Sequestration & CRE
- Mar 20, 2013
Many are speculating as to how sequestration could threaten the commercial real estate market. Though no one knows for sure, mandatory cuts across the board by governmental agencies will eventually have an effect on sectors such as office and industrial, which depend on federal and local government contracts and hiring.
Sectors such as retail and multi-family could be affected indirectly due to overall economic conditions impacted by sequestration. Worse yet, according to Moody’s Investors Service, the U.S. could again face a credit downgrade if a plan to stabilize the national debt is not taken.
As expected, sequestration is the latest round in the government’s inability to compromise on spending. This constant barrage of governing by crisis is keeping companies all over the U.S. from investing and hiring, and is sabotaging momentum this economy is thirsting for. By all accounts, it’s a matter of spending priorities vs. dollars that can’t be agreed on, but the result is that the citizens that elected them have been caught in the middle. There could be dire consequences coming over the next year that might not seem apparent today because it will take some time for these cuts to show up in the economy.

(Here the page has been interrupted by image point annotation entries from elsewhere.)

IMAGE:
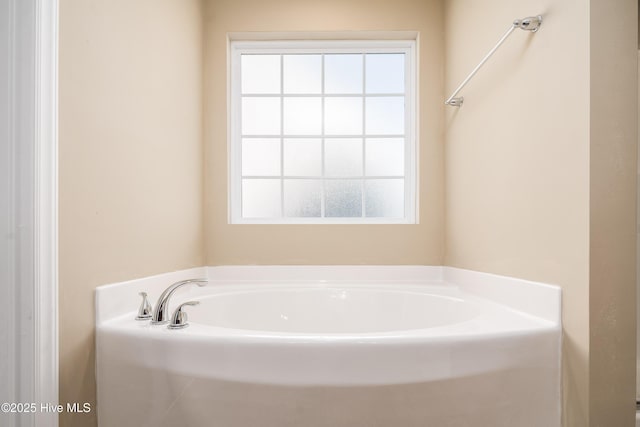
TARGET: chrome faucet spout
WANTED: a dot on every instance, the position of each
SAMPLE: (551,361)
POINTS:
(161,310)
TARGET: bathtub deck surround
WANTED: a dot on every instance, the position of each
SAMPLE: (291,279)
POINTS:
(390,344)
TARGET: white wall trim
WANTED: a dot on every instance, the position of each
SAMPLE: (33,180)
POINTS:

Commercial sectors such as retail could become affected as spending will become more cautious. The multi-family sector may slow down as well, as household formation could retract as it had in the past recession. Commercial real estate is particularly sensitive to overall economic conditions that affect hiring and spending.
Commercial real estate has emerged over the past year from the depths of the Great Recession and is trying to return to the market momentum that propelled it in the good years. However, the latest round of government brinksmanship could create an unnecessary crisis if they don’t heed the marketplace’s warning to get their house in order.